He did not, however, do so. Persons of low-breeding never can comprehend their duties to the more refined.
The respective dusts of my father and grandfather were consigned to the tomb the same week, and it was found that my mother's property had all melted away, as—allow me a poetical figure—ice-cream melts between the lips of beauty heated after the German.
Yes,—all was gone, except a small pittance in the form of an annuity. I will not state the ridiculously trifling amount. I have seen more than our whole annual income lost by a single turn of a card at the establishment of the late Mr.
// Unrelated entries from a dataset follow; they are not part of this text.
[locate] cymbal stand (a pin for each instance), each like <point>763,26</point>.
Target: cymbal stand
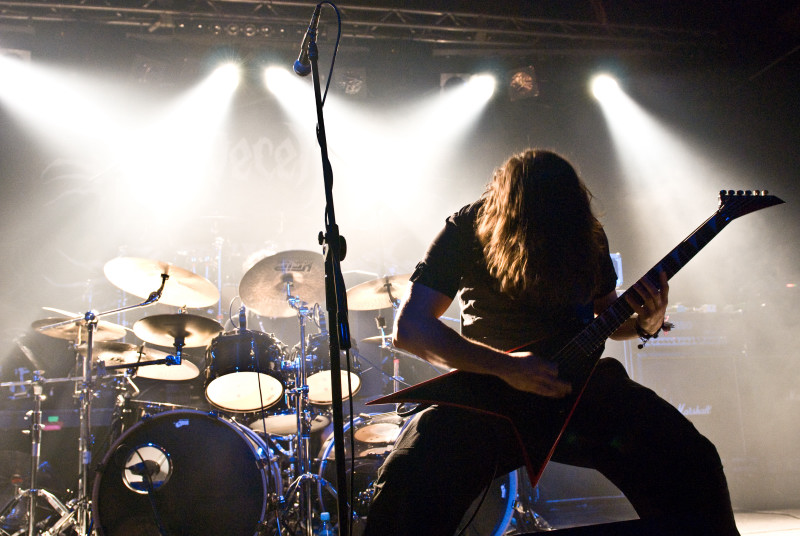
<point>305,478</point>
<point>37,387</point>
<point>85,392</point>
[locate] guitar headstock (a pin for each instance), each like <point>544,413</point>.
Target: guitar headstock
<point>738,203</point>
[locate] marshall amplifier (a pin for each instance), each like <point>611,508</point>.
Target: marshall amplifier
<point>699,368</point>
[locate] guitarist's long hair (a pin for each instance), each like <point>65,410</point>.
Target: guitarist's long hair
<point>540,237</point>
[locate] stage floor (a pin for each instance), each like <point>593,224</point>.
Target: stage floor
<point>769,522</point>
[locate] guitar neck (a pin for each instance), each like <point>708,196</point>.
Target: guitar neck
<point>572,358</point>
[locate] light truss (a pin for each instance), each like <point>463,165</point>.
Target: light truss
<point>446,32</point>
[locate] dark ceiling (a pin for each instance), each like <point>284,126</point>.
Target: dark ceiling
<point>754,32</point>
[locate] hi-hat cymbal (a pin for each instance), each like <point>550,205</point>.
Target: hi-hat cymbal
<point>112,352</point>
<point>77,332</point>
<point>141,277</point>
<point>165,330</point>
<point>185,371</point>
<point>380,339</point>
<point>264,287</point>
<point>378,294</point>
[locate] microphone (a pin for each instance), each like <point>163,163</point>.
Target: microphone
<point>303,66</point>
<point>147,468</point>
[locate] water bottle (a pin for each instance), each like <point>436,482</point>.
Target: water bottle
<point>325,528</point>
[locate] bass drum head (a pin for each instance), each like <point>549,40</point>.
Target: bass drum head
<point>375,435</point>
<point>192,473</point>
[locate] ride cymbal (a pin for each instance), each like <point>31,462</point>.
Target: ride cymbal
<point>165,330</point>
<point>265,286</point>
<point>141,277</point>
<point>379,293</point>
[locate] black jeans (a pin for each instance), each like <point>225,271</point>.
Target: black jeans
<point>644,445</point>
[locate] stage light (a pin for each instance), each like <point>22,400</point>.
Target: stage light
<point>481,87</point>
<point>15,54</point>
<point>605,87</point>
<point>294,93</point>
<point>351,81</point>
<point>448,81</point>
<point>522,84</point>
<point>226,77</point>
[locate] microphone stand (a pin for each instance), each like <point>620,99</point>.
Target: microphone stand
<point>85,393</point>
<point>334,248</point>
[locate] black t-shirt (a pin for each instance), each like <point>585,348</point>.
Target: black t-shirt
<point>454,265</point>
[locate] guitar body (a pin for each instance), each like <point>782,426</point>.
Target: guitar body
<point>540,421</point>
<point>544,418</point>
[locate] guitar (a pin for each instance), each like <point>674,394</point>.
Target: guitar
<point>576,356</point>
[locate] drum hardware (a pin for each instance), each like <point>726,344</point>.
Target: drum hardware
<point>184,289</point>
<point>88,324</point>
<point>244,370</point>
<point>210,475</point>
<point>302,485</point>
<point>380,293</point>
<point>33,492</point>
<point>263,288</point>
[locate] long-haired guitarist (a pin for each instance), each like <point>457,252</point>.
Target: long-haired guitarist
<point>529,262</point>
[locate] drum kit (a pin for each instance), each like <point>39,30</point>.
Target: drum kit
<point>246,467</point>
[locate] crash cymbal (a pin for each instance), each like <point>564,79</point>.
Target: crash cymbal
<point>164,330</point>
<point>185,371</point>
<point>141,277</point>
<point>264,287</point>
<point>378,293</point>
<point>379,339</point>
<point>76,331</point>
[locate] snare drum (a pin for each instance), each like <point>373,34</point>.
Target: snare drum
<point>244,371</point>
<point>185,472</point>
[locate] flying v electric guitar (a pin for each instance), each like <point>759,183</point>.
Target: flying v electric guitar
<point>545,418</point>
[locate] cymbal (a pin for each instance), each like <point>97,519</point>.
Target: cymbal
<point>141,277</point>
<point>163,330</point>
<point>111,352</point>
<point>77,331</point>
<point>378,293</point>
<point>185,371</point>
<point>379,339</point>
<point>264,286</point>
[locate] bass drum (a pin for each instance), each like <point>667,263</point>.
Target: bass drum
<point>375,436</point>
<point>184,472</point>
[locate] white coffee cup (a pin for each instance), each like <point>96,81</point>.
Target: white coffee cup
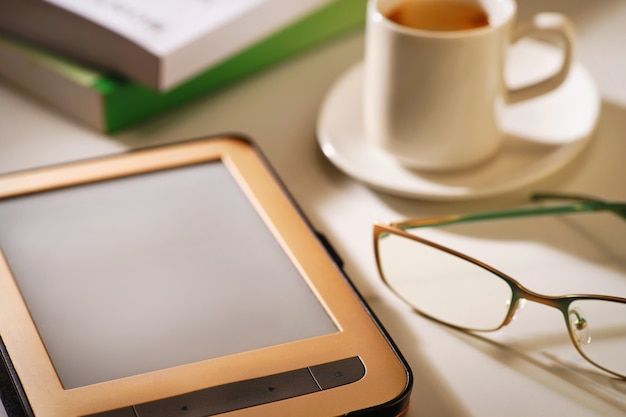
<point>432,97</point>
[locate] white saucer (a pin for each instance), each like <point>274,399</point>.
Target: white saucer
<point>542,134</point>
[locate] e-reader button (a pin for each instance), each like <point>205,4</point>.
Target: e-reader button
<point>233,396</point>
<point>120,412</point>
<point>337,373</point>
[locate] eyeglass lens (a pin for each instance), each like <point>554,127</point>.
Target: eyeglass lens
<point>455,291</point>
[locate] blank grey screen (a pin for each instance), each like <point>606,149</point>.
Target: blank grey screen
<point>143,273</point>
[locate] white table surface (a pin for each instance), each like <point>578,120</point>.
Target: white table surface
<point>455,374</point>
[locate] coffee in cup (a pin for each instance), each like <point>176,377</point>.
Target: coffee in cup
<point>434,77</point>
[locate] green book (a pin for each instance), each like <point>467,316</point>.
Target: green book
<point>110,103</point>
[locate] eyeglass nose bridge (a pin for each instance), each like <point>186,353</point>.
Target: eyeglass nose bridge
<point>522,294</point>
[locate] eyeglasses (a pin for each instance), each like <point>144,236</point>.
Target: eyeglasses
<point>461,292</point>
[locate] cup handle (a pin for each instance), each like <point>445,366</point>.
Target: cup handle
<point>557,26</point>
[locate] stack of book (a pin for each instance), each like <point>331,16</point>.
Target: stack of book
<point>114,63</point>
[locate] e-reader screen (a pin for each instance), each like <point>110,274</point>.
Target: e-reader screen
<point>151,271</point>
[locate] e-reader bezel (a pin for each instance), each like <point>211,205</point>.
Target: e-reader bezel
<point>387,379</point>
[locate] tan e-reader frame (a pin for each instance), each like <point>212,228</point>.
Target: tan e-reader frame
<point>180,280</point>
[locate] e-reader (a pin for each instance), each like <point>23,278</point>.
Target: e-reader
<point>180,281</point>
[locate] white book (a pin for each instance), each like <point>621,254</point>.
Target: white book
<point>158,43</point>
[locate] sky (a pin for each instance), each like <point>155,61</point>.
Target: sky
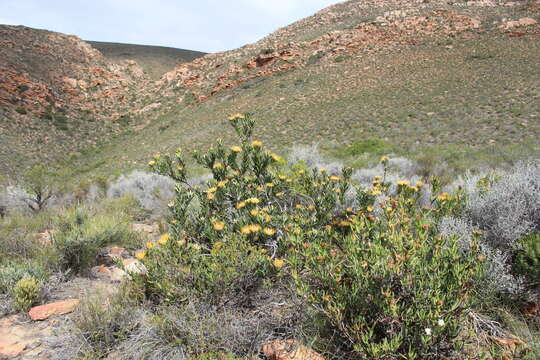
<point>204,25</point>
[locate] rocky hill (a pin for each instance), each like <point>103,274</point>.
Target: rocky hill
<point>155,60</point>
<point>456,79</point>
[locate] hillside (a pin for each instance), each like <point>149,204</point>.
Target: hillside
<point>453,81</point>
<point>155,60</point>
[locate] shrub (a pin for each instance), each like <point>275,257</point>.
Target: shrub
<point>26,293</point>
<point>81,233</point>
<point>384,280</point>
<point>390,286</point>
<point>507,205</point>
<point>151,191</point>
<point>527,259</point>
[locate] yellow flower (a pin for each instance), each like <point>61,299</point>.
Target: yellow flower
<point>403,182</point>
<point>245,230</point>
<point>443,196</point>
<point>241,205</point>
<point>255,228</point>
<point>219,225</point>
<point>279,263</point>
<point>237,116</point>
<point>163,239</point>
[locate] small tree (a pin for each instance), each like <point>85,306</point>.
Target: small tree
<point>39,184</point>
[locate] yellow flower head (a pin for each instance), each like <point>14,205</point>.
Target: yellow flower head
<point>241,205</point>
<point>219,225</point>
<point>163,239</point>
<point>279,263</point>
<point>403,182</point>
<point>276,157</point>
<point>237,116</point>
<point>245,230</point>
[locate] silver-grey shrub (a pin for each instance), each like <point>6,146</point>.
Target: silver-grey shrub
<point>510,208</point>
<point>153,192</point>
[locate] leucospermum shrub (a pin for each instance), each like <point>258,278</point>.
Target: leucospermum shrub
<point>386,283</point>
<point>229,234</point>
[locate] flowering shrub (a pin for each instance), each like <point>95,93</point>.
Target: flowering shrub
<point>388,284</point>
<point>379,273</point>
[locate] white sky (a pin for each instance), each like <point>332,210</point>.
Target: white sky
<point>205,25</point>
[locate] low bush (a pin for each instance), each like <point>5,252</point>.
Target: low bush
<point>381,277</point>
<point>26,293</point>
<point>527,258</point>
<point>80,233</point>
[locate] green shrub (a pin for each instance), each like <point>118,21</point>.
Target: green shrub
<point>14,270</point>
<point>26,293</point>
<point>527,259</point>
<point>385,282</point>
<point>80,234</point>
<point>388,284</point>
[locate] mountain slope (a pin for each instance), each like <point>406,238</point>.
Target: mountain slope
<point>155,60</point>
<point>458,81</point>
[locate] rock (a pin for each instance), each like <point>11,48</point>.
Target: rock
<point>43,312</point>
<point>10,351</point>
<point>149,229</point>
<point>289,350</point>
<point>134,266</point>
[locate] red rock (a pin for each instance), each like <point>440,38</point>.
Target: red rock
<point>9,350</point>
<point>42,312</point>
<point>289,350</point>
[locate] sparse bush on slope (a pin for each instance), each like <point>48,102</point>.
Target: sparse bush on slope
<point>152,191</point>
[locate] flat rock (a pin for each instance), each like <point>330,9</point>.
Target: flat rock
<point>43,312</point>
<point>289,350</point>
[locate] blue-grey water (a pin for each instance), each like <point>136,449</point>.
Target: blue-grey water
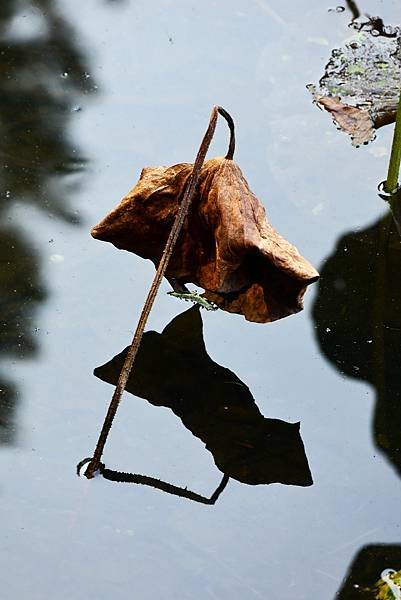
<point>90,93</point>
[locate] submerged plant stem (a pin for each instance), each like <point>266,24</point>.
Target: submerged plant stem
<point>94,462</point>
<point>391,184</point>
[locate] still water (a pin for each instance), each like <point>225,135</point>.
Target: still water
<point>90,93</point>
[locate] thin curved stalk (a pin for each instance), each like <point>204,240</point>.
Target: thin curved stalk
<point>94,462</point>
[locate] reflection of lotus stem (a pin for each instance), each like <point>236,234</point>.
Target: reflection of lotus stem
<point>391,184</point>
<point>167,252</point>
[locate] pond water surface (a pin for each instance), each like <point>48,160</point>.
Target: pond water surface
<point>90,93</point>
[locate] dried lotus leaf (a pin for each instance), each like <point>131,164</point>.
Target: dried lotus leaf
<point>226,245</point>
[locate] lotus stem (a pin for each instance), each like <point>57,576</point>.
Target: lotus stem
<point>94,462</point>
<point>391,184</point>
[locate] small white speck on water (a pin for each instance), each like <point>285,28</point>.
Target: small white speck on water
<point>56,258</point>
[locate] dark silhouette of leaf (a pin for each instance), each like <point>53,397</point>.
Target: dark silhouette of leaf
<point>173,369</point>
<point>358,322</point>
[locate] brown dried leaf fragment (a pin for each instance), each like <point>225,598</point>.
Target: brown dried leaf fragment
<point>226,245</point>
<point>352,119</point>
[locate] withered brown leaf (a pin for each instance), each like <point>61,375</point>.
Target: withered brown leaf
<point>226,245</point>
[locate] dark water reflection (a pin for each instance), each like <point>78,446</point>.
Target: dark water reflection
<point>42,77</point>
<point>357,313</point>
<point>161,66</point>
<point>174,370</point>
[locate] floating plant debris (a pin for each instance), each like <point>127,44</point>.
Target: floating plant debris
<point>360,87</point>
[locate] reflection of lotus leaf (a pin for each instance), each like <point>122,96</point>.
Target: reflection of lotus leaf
<point>358,321</point>
<point>173,369</point>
P. Hearn, and also in private circles.
Something must be done. Otherwise, that deprivation of the luxuries of life which to the aristocratic is starvation.
I stated my plans to my mother. They were based in part upon my well-known pecuniary success at billiards—I need not say that I prefer the push game, as requiring no expenditure of muscular force. They were also based in part upon my intimacy with a distinguished operator in Wall Street. Our capital would infallibly have been quadrupled,—what do I say? decupled, centupled, in a short space of time.
My mother is a good, faithful creature. She looks up to me as a Bratley should to a Chylde. She appreciates the honor my father did her by his marriage, and I by my birth. I have frequently remarked a touching fidelity of these persons of the lower classes of society toward those of higher rank.
"I would make any sacrifice in the world," she said, "to help you, my dear A—-"
"Hush!" I cried.
I have suppressed my first name as unmelodious and connecting me too much with a religious persuasion meritorious for its wealth alone. Need I say that I refer to the faith of the Rothschild?
"All that I have is yours, my dear Bratley," continued my mother.